SeaWorld Entertainment CEO Joel Manby has stepped down from the position at the same time as the company announced that its net losses surpassed $200m in 2017.
The company has “initiated a leadership transition plan” which has seen its president and CEO Joel Manby step down from those roles. John Reilly, chief parks operations officer for SeaWorld, will become the interim CEO while the company searches for a replacement.
Yoshikazu Maruyama, chairman of the board, has become interim executive chairman until a permanent CEO is appointed. A search firm has been hired to find the new chief executive.
Donald Robinson, lead independent director, said: “The board agreed that this transition plan is the right approach to advance the company’s progress and create value for all our important stakeholders.
“We know John will be an excellent leader in this new role and we thank Yoshi for taking on this additional interim responsibility to ensure a smooth transition. Finally, we want to express our deep appreciation to Joel for his leadership and contributions as CEO.”
The change in leadership comes as the company reports spiralling losses. SeaWorld Entertainment generated $1.26bn in revenues last year, down from $1.34bn in 2016. Net loss for 2017 was $202.4m, compared to $12.5m the previous year.

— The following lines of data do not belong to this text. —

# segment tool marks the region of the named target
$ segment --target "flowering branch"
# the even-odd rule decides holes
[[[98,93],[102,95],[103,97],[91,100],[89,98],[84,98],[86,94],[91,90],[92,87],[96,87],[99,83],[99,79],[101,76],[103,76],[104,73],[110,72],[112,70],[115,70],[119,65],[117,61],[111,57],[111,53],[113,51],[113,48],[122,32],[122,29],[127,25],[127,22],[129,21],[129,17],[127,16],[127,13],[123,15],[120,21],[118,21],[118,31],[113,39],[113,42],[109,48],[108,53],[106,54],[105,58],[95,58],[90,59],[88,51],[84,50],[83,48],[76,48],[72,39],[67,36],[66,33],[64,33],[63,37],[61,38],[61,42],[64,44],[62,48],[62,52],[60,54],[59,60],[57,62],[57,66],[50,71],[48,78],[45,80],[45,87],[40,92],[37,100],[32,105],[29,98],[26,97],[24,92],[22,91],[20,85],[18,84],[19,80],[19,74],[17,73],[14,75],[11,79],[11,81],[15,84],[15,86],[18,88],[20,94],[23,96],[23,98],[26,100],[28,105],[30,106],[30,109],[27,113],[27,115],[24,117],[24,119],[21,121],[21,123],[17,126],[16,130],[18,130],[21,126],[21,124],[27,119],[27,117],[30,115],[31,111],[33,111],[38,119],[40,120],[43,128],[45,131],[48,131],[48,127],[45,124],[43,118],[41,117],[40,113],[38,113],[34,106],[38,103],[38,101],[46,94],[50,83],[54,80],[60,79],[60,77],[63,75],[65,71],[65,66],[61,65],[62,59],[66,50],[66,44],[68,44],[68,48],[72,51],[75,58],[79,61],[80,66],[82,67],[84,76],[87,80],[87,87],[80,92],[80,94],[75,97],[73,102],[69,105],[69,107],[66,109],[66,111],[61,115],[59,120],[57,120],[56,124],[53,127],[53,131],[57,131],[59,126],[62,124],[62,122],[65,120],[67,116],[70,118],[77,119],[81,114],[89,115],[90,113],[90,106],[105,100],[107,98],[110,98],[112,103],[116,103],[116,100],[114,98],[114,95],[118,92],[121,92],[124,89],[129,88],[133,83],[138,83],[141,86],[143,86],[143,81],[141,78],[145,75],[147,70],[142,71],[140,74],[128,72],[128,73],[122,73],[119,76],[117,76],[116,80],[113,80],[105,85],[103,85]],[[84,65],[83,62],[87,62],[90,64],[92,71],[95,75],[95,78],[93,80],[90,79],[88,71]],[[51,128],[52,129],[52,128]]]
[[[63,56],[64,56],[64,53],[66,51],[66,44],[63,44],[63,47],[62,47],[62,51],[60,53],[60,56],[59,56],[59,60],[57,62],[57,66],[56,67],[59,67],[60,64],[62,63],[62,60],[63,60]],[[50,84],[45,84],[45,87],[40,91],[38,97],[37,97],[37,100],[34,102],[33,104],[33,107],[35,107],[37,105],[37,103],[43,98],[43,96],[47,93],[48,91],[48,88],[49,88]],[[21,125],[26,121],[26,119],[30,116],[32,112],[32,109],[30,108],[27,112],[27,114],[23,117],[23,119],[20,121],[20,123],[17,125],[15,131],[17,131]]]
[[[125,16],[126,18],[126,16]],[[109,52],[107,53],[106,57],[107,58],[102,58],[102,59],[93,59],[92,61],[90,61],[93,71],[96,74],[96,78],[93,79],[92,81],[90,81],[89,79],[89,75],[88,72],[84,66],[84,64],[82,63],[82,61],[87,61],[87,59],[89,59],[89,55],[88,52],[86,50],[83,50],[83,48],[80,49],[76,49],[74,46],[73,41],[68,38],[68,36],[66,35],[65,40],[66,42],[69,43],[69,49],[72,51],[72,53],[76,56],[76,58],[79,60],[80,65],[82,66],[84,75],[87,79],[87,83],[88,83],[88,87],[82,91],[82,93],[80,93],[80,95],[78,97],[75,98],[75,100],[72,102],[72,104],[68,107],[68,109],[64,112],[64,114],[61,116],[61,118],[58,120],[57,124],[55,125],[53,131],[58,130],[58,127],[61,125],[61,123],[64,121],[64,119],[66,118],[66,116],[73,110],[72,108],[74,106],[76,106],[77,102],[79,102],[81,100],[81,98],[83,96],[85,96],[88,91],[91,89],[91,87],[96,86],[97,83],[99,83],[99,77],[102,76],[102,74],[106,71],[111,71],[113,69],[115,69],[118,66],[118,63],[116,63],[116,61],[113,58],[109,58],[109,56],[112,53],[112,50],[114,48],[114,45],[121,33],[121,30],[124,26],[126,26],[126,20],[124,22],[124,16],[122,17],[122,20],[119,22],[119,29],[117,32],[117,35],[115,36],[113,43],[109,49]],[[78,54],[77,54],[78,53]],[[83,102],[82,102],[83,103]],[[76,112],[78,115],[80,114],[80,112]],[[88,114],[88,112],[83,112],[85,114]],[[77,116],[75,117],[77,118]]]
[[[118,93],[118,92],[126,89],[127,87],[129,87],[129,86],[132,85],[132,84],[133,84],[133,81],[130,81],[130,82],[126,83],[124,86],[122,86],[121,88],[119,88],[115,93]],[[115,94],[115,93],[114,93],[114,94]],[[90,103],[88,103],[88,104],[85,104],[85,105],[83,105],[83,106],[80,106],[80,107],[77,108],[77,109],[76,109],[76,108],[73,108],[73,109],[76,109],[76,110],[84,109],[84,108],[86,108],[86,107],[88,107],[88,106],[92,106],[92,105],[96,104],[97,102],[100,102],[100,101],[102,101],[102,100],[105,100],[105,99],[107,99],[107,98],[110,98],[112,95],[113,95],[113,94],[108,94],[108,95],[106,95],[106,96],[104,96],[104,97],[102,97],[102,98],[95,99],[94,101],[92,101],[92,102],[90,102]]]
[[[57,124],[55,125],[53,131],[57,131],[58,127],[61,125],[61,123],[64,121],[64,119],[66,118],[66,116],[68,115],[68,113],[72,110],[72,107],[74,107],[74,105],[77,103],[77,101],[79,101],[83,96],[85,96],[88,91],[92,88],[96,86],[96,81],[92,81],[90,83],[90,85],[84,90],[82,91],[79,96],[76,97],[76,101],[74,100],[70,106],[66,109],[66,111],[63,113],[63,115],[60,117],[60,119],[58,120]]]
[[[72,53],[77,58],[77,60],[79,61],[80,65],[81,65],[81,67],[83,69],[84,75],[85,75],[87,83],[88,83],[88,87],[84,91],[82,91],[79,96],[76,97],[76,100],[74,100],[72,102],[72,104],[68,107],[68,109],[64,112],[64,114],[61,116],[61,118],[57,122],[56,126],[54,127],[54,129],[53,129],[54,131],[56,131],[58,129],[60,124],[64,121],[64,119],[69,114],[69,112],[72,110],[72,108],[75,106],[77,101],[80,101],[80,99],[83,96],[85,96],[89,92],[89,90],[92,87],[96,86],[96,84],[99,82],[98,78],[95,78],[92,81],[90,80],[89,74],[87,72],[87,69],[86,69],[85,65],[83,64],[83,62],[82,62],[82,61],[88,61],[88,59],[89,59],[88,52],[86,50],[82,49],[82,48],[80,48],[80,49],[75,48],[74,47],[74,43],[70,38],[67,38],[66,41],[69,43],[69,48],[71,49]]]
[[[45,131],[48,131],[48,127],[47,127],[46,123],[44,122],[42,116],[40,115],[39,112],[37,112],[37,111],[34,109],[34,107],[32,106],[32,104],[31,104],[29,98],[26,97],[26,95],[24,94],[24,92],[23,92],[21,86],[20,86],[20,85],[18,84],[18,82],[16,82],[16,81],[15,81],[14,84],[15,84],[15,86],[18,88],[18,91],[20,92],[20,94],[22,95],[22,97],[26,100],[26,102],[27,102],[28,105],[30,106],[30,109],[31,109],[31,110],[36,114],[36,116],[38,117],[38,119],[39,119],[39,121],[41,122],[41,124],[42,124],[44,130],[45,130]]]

The theme park operator puts much of the increase in losses down to a “non-cash goodwill impairment charge”.
Earnings before interest, taxes, depreciation, and amortisation (EBITDA) was $300.8m for 2017, which beat forecasts by more than $5m but was still down $32m on the previous year.
Fourth quarter total revenues were $265.5m, compared to $267.6m in the same period in 2016, with a net loss of $20.4m. Attendance in the quarter also dipped 2.7% from the prior year and was down 5.5% across 2017 as a whole.
SeaWorld owns 12 parks in five US states, including Busch Gardens and Sesame Place. It has faced negative image problems as public attitudes have changed to orca breeding and keeping sea mammals in captivity.